Now that we are two weeks removed from the “World’s Biggest IT Outage,” we can discuss what went wrong, how to prevent such incidents, and best practices around change management.
First, let me say that if you haven’t already, you will cause an outage at some point in your career. Hopefully, it is not one that makes the nightly news, but it will happen—it’s the IT engineer’s Murphy’s Law. What matters is that you own it, learn from it, and take the right steps to reconcile it afterward.
The Importance of Testing
Testing might seem obvious, especially to seasoned veterans in the industry. However, overconfidence can be a risk when you believe that what you’re doing couldn’t possibly be wrong. Always test your code: conduct local testing, unit testing, integration testing, performance testing, etc.

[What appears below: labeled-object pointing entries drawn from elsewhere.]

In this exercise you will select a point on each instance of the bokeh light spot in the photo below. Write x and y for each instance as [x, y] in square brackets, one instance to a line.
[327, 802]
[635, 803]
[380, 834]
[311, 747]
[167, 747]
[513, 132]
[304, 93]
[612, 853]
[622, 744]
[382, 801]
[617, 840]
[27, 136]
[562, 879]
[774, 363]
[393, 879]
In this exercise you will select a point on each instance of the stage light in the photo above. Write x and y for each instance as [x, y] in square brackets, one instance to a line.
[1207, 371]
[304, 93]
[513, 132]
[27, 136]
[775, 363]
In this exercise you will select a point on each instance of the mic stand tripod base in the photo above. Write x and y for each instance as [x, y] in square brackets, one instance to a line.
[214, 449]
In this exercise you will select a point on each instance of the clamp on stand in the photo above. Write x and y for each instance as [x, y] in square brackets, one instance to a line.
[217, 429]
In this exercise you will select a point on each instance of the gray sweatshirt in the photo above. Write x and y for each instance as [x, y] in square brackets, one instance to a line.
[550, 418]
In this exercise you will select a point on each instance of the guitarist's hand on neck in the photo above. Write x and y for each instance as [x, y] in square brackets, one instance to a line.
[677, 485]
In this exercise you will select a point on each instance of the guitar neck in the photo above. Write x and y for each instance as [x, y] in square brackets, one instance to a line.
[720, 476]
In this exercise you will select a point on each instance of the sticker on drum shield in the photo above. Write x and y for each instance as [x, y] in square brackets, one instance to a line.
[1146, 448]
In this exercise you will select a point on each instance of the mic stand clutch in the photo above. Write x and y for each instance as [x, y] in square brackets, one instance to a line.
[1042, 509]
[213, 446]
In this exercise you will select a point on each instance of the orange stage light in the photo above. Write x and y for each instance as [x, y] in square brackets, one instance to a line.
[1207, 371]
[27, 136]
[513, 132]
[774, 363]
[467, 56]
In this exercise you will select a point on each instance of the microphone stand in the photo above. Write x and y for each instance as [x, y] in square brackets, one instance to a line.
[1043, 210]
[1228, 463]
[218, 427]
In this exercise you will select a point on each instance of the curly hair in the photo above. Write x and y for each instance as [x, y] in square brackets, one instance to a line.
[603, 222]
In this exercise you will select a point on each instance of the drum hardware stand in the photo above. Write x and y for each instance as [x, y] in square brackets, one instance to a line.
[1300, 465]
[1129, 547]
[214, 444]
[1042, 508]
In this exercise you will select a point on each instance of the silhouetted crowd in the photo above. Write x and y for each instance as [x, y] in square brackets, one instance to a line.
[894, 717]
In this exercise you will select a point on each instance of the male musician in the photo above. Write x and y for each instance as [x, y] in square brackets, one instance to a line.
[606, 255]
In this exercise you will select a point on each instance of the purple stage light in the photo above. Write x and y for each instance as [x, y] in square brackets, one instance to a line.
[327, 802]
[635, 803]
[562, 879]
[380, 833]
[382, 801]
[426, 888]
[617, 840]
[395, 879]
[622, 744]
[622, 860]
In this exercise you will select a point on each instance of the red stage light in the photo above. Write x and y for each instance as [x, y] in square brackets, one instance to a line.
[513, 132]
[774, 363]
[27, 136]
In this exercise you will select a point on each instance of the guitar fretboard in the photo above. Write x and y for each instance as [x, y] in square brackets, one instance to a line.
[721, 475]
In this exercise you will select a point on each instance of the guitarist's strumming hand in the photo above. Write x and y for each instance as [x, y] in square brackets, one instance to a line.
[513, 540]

“But that’s a lot of extra work that takes hours!”
If you’re working on critical applications or infrastructure, meticulous testing is essential to ensure you don’t cause an impact.
Building Smoke Tests
Build smoke tests into your pipeline that test all core services. Examples:
Can I produce and consume a Kafka topic?
Can I create a pod?
Can I provision and attach storage?
Whatever services you offer should be tested, even if you think they aren’t impacted by your change, because unknown dependencies may exist.
Monitoring Service Health
Use dashboards to monitor service health continuously. This proactive approach can help you catch issues early before they escalate into significant problems.
The Necessity of Multiple Environments
Any IT professional might say, “Yeah, duh,” when it comes to having multiple environments. However, upper management often looks at the bottom line and questions, “Why do we have so many environments?” when they seek to cut costs. When building out new environments, they might not consider the cost of maintaining lower environments.
It’s critical to have at least three environments for testing, and if you are a platform or infrastructure team, four environments are ideal:
Testing Environment:
This environment has no customers in it, whether internal or external. Even if internal customers need a “test” environment, platform teams require a space to break things without worrying about impacting anyone.
Development Environment:
This is where application teams test their code. Platform teams should partner with a few application teams when releasing services or updates to ensure no impact on their applications.
Non-Production Environment:
This environment is solely for testing what will be released to production. No manual changes should occur here. Applications should be released with CI/CD, and infrastructure and services should be built with Infrastructure as Code.
Production Environment:
This is where you accept live traffic, and there is a monetary impact if you break it.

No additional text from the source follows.